Spatiotemporal landslide susceptibility assessment integrating typhoon tracks: a case study of typhoon Lekima

The 2019 Typhoon Lekima triggered extensive landslides in Zhejiang Province. To explore the impact of typhoon paths on the distribution of landslide susceptibility, this study proposes a spatiotemporal zoning assessment framework based on typhoon paths and inner rainbands. According to the typhoon landing path and its rainfall impact range, the study area is divided into the typhoon event period (TEP) and the annual non-typhoon period (ANP). The model uses 14 environmental factors, with the only difference between TEP and ANP being the rainfall index: TEP uses 48-hour rainfall during the typhoon, while ANP uses multi-year average annual rainfall. Modeling and comparative analysis were conducted using six machine learning models including random forest (RF) and support vector machine (SVM). The results show that the distribution pattern of high-risk landslide areas during TEP is significantly correlated with typhoon intensity: when the intensity is level 12, high-risk areas are radially distributed; at levels 10-11, they tend to concentrate asymmetrically along the coast; and when the intensity drops to below level 9, the overall susceptibility decreases significantly.
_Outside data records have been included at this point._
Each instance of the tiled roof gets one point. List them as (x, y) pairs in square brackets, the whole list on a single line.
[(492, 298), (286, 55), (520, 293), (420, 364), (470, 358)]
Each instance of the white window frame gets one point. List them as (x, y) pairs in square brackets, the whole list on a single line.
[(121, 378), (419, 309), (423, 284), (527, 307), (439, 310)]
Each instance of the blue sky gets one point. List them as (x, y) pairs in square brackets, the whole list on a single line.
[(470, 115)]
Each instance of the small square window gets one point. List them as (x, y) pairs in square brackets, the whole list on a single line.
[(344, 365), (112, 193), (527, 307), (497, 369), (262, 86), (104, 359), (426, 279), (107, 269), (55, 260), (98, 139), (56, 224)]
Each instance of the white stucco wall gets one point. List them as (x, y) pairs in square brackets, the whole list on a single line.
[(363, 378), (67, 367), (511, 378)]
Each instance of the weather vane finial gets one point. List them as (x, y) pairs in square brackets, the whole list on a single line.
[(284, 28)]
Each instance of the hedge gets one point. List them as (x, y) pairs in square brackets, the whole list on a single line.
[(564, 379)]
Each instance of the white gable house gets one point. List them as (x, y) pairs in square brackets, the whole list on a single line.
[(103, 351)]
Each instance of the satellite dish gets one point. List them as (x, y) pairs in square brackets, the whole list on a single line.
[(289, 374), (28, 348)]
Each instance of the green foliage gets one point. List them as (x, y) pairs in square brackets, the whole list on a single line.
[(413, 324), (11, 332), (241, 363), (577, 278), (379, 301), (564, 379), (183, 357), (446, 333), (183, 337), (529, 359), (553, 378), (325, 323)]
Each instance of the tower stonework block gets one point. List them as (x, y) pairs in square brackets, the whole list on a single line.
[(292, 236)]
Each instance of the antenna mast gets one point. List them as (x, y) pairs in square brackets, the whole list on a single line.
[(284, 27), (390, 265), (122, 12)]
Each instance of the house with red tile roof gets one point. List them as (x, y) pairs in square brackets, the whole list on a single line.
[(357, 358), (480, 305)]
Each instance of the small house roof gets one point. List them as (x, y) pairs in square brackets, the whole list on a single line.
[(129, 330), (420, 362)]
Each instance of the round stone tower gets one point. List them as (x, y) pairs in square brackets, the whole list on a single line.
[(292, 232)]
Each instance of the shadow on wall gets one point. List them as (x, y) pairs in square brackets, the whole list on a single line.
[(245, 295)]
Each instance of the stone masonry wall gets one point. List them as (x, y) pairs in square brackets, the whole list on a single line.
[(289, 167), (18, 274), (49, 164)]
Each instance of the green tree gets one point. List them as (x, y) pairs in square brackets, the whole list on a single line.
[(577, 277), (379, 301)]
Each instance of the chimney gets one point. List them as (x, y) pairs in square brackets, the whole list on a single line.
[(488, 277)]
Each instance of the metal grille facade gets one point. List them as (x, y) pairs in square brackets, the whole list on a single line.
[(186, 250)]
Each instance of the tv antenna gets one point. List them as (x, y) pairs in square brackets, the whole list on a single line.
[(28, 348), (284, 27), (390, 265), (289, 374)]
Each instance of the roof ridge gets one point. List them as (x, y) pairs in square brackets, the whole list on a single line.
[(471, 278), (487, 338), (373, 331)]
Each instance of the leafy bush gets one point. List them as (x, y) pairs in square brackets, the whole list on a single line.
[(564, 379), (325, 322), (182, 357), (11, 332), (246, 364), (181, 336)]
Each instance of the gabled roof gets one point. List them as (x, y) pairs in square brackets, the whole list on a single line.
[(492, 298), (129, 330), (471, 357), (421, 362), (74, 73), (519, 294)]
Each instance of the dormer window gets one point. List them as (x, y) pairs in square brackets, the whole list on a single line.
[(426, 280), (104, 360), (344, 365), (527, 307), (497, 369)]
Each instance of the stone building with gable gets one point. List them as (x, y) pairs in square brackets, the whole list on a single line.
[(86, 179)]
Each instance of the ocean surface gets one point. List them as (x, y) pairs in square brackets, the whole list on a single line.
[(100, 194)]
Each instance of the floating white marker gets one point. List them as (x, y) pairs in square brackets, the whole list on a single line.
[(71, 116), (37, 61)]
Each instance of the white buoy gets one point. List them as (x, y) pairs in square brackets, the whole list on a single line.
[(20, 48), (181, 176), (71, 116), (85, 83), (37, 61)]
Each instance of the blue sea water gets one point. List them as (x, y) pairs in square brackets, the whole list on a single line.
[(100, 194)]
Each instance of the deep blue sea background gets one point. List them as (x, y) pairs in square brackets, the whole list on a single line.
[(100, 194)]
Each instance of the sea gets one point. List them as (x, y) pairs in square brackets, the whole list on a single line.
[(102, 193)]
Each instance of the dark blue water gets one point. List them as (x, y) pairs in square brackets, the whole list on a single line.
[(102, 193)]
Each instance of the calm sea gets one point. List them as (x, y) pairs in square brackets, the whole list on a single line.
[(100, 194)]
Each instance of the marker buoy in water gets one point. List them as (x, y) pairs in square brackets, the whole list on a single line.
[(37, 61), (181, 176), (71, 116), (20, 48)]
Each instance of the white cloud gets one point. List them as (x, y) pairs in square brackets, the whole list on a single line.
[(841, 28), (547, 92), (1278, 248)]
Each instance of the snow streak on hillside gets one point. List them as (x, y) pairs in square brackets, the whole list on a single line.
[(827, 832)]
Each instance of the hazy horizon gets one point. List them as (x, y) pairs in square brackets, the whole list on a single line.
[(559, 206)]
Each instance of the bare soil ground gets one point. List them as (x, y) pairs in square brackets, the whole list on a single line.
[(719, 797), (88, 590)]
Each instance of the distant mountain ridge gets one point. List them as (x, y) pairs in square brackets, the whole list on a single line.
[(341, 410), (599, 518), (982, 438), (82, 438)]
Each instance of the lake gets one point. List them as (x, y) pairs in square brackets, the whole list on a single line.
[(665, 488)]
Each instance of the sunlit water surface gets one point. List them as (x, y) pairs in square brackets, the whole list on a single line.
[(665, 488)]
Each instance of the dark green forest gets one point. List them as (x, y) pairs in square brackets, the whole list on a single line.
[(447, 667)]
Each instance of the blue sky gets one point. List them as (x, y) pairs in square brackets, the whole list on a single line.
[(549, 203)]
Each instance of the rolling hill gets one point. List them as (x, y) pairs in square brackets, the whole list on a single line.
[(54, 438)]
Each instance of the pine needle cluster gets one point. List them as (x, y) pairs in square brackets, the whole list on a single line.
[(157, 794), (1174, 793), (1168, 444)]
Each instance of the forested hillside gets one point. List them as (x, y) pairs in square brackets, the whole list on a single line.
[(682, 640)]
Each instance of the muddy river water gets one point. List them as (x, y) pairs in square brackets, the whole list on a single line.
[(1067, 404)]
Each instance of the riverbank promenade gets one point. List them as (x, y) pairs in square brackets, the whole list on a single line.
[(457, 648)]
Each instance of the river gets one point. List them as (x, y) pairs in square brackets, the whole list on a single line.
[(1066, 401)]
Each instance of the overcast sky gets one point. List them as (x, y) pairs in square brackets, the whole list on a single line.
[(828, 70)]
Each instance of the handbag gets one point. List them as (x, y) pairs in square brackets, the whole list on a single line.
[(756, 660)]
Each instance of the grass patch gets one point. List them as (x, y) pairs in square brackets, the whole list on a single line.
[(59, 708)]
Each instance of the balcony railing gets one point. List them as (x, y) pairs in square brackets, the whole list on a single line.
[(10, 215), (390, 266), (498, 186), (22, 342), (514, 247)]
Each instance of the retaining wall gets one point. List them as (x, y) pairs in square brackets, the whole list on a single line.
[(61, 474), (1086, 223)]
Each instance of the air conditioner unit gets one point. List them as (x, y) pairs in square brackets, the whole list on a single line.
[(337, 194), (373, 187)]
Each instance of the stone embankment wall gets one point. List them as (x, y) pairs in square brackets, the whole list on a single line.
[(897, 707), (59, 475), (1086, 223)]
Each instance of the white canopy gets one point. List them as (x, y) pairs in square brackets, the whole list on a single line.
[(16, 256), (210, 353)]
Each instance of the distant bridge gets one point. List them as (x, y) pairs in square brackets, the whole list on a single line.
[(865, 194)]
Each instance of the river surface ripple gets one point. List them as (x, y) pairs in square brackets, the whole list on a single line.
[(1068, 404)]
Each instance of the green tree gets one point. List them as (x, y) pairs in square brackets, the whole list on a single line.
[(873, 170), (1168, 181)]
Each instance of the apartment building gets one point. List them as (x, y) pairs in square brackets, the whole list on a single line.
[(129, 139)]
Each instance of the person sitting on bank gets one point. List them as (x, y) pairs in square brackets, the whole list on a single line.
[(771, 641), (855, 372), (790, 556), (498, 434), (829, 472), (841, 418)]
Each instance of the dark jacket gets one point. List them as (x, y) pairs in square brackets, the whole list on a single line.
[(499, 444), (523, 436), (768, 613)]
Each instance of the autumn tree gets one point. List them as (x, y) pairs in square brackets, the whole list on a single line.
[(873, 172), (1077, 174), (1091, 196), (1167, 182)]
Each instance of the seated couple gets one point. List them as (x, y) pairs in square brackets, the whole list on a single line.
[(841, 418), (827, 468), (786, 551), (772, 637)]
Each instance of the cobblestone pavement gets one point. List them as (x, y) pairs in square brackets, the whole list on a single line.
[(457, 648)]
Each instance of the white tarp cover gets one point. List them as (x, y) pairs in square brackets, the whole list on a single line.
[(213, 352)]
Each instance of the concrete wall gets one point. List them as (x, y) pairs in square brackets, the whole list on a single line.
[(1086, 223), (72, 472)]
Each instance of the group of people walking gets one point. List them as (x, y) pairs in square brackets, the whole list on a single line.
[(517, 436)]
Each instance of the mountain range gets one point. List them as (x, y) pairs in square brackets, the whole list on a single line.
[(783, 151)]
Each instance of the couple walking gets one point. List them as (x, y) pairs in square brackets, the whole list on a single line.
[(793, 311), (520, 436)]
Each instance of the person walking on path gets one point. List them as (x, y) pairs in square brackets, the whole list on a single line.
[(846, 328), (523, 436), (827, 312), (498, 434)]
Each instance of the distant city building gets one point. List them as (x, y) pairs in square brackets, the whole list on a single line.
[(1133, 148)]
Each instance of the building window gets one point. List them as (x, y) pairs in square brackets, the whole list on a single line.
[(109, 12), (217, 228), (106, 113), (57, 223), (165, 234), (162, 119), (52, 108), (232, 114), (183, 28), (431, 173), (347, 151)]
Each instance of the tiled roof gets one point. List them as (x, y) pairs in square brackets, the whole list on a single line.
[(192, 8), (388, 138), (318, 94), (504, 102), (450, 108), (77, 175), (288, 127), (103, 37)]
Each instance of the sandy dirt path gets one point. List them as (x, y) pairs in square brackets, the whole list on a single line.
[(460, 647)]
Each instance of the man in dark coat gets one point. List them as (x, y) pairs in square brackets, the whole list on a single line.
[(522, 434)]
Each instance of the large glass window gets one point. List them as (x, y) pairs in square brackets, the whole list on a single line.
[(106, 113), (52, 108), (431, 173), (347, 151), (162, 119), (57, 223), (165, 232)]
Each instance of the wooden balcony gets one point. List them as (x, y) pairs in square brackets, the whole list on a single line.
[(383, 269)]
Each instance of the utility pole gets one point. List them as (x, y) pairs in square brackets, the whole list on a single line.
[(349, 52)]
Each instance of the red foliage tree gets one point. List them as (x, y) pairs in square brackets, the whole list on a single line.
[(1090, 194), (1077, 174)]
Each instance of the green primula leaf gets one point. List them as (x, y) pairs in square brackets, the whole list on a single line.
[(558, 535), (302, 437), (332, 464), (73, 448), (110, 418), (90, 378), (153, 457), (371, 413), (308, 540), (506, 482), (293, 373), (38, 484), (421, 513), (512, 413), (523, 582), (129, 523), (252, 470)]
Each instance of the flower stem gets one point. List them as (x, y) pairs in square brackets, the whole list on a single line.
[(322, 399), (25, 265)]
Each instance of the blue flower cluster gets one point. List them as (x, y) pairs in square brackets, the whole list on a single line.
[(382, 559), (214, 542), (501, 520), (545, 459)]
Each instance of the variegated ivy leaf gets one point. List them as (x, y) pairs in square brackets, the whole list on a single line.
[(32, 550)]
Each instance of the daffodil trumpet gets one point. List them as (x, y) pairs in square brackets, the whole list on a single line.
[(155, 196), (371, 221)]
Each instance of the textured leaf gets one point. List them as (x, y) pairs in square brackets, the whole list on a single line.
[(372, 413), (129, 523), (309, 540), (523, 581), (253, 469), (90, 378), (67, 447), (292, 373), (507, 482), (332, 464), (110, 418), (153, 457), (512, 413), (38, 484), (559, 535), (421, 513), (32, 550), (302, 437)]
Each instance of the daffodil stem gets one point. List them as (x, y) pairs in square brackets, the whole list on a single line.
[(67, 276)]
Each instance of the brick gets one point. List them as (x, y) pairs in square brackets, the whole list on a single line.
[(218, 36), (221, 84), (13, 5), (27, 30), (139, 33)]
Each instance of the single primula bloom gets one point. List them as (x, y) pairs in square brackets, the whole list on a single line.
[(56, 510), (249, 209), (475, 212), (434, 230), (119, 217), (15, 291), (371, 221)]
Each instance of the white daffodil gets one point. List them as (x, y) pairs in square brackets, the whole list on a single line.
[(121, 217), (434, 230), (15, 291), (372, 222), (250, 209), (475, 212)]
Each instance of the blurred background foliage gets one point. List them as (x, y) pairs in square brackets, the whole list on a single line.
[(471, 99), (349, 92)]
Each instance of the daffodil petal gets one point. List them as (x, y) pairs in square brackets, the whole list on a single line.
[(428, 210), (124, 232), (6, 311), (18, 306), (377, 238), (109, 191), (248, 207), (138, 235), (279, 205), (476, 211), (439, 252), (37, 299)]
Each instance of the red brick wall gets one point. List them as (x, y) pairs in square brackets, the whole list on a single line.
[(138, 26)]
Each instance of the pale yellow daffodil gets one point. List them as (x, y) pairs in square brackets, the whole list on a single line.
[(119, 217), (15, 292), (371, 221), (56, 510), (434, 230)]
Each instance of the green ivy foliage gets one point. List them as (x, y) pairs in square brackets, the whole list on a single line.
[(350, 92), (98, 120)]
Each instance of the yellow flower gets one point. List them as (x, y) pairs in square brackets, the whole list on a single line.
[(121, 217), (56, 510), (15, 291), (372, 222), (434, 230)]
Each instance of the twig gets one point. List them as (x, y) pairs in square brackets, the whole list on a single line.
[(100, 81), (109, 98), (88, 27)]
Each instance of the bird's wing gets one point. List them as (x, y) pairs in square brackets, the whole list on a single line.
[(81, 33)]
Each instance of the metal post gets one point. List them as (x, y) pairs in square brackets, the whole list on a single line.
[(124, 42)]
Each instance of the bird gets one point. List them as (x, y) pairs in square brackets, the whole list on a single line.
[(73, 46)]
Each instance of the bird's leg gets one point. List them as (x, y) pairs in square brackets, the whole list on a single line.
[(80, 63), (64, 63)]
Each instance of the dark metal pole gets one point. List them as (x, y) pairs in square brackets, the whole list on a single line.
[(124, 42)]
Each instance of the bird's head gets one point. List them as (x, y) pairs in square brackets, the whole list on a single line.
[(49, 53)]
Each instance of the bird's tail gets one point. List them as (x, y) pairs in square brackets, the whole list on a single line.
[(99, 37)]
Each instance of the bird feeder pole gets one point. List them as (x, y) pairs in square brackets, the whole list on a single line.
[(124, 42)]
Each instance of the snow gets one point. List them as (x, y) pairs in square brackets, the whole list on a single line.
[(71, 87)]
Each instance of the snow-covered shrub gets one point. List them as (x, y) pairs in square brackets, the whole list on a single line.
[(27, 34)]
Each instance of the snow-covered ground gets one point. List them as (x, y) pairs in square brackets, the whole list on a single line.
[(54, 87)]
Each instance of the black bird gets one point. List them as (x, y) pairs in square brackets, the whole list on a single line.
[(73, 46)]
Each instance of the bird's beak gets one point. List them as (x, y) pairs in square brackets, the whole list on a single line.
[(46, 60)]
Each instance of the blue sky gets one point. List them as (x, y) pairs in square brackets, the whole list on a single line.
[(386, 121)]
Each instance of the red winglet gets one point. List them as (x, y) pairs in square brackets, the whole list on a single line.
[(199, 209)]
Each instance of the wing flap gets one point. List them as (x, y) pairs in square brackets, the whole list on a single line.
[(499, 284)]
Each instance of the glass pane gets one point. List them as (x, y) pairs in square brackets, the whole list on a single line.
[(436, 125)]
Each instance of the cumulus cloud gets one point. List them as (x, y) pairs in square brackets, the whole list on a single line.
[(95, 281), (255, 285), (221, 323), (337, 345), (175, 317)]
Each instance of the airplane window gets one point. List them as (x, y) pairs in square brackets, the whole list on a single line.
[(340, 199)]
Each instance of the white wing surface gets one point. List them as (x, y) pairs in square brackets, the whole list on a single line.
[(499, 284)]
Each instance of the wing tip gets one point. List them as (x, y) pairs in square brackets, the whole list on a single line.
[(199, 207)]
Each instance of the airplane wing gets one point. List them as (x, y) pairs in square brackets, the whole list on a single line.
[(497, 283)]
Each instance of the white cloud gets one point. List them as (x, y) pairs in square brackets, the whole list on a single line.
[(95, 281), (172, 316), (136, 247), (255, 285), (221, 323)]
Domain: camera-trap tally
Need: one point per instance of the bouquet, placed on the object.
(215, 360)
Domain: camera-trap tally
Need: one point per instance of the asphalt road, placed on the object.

During ANP, the distribution of landslides is relatively uniform with no obvious spatial concentration. Analysis on the factor contribution rate indicates that the rainfall weight in TEP is as high as 32.1%, making it the dominant factor; in ANP, the rainfall weight drops to 13.6% while the influence of factors such as slope and topographic wetness index increases, revealing differences in landslide formation mechanisms between the two periods. This study demonstrates that the spatiotemporal zoning method based on typhoon paths can effectively characterize the spatial susceptibility patterns of landslides and improve disaster identification capabilities under extreme weather conditions. The finally generated annual susceptibility zoning map divides the study area into four types of risk regions, providing a reference for dynamic monitoring and differentiated risk management of landslides in typhoon-prone areas.